[Boatanchors] Tribander question
RAY FRIESS
rayfrijr at msn.com
Mon May 30 20:37:43 EDT 2016
I have a question for the group that I need advice and thoughts on.
This is a tale of two tribanders. One is a Hygain Explorer Tribander ... the other is a Mosley Classic 33.
I've been using the Hygain for years, but now it appears one of the traps has gone bad.

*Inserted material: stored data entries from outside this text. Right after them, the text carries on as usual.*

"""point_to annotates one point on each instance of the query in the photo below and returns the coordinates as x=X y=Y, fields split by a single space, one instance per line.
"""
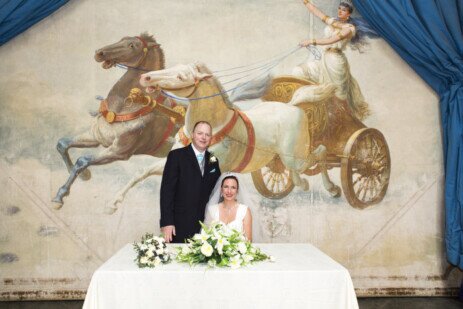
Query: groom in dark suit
x=189 y=176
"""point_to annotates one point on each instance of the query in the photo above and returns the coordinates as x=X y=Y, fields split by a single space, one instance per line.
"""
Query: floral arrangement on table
x=217 y=245
x=151 y=251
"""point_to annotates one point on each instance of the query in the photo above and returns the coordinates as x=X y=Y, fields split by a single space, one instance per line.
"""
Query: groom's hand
x=169 y=232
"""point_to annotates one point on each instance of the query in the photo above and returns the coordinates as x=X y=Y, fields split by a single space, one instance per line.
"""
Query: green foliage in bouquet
x=218 y=245
x=151 y=251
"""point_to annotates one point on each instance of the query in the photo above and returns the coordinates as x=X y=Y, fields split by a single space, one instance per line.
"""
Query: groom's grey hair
x=201 y=122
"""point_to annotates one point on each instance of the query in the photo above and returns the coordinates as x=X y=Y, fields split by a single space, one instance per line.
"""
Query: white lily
x=242 y=248
x=207 y=249
x=235 y=262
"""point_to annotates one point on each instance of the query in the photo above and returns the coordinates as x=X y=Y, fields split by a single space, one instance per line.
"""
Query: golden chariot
x=362 y=153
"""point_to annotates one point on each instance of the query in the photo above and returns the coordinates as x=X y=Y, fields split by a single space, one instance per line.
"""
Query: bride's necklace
x=229 y=209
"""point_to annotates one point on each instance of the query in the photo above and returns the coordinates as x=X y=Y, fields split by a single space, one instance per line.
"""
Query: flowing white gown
x=213 y=215
x=333 y=68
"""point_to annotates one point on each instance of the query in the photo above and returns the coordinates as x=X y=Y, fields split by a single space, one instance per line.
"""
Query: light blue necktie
x=200 y=158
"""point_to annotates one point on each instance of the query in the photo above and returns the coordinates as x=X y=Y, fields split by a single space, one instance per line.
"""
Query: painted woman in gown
x=333 y=67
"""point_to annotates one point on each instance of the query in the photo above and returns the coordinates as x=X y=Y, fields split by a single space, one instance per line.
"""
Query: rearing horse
x=123 y=127
x=243 y=141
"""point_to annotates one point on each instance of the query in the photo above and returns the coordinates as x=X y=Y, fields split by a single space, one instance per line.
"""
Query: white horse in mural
x=256 y=136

The Mosley was sitting atop a 50 foot tower until a couple months ago. A friend of mine moved from Utah up to
the panhandle of Idaho. He still owns the house in Utah, and among the things he left behind was the 50 foot tower
with the Mosley on top of it. A couple months ago, in a windstorm packing winds up to 85 mph, the tower snapped at
the base and came crashing down on top of the garage. Luckily no damage to the garage, but the tower, bent in a couple of
places when it crashed down on the peaked garage. The Mosley, of course, took a whallop, but the driven element
remained intact. My friend told me I could have whatever of the tower and antenna I could salvage. (We'll save
about 40 feet of the tower).
My question is this.... What relationship do triband parasitic elements (i.e. the reflector and director) have with
the driven element, if any. What I am wondering is, can I take the driven element from the Mosley 3 element
tribander and just put it in place of the driven element on the Mosley, which has five elements on it.
If you are familiar with the Explorer, it is a three element beam with an RF coupled element a few inches in front
of the driven element and one a few inches behind it, plus the usual reflector and director at opposite ends of the boom.

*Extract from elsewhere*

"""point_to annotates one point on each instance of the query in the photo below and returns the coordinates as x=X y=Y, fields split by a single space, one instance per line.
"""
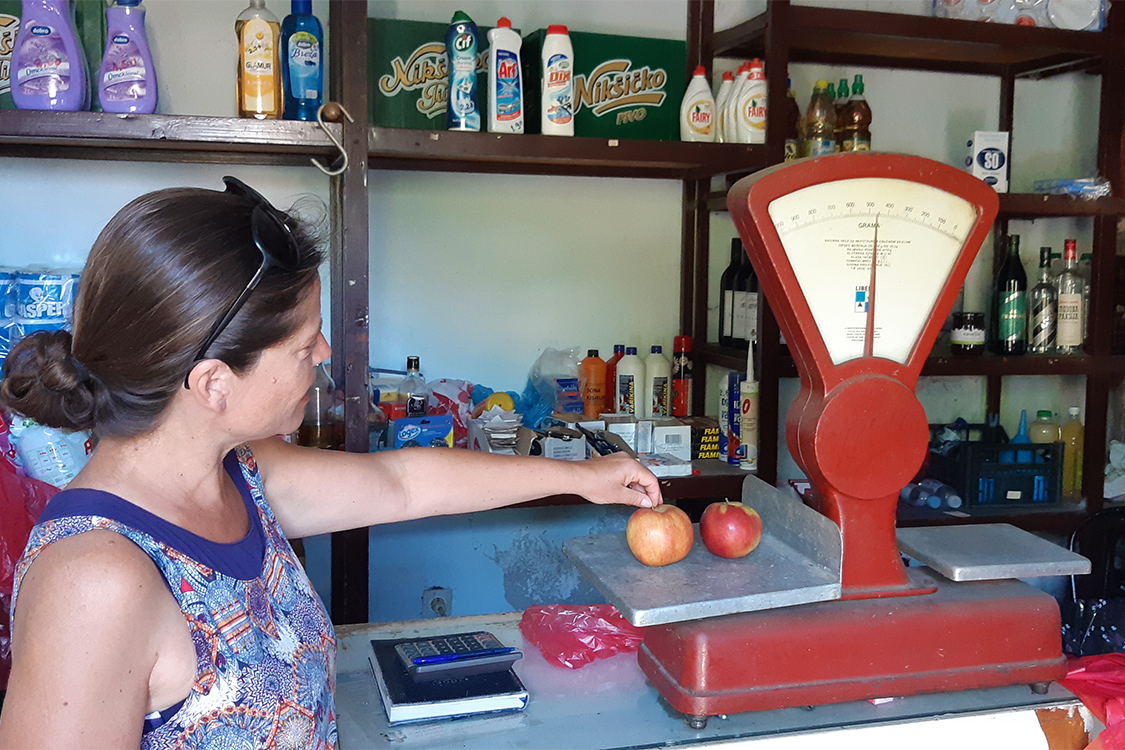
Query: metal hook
x=335 y=142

Since the driven element of both beams is tuned (with traps) for 10-15-20, my thinking is that what I propose should
be okay. But, I'm not sure if the distance of parasitic elements from the driven element has any relationship to the
type of driven element or if a beam's length is basically whatever the designers decided they wanted the boom length
to be. Do reflectors and directors care what type of driven element they are near as long as the driven element is
resonant? I know that there are formulas for how far apart elements are to be from each other on a boom, but
I think that's a function of boom length, rather than the type of driven element.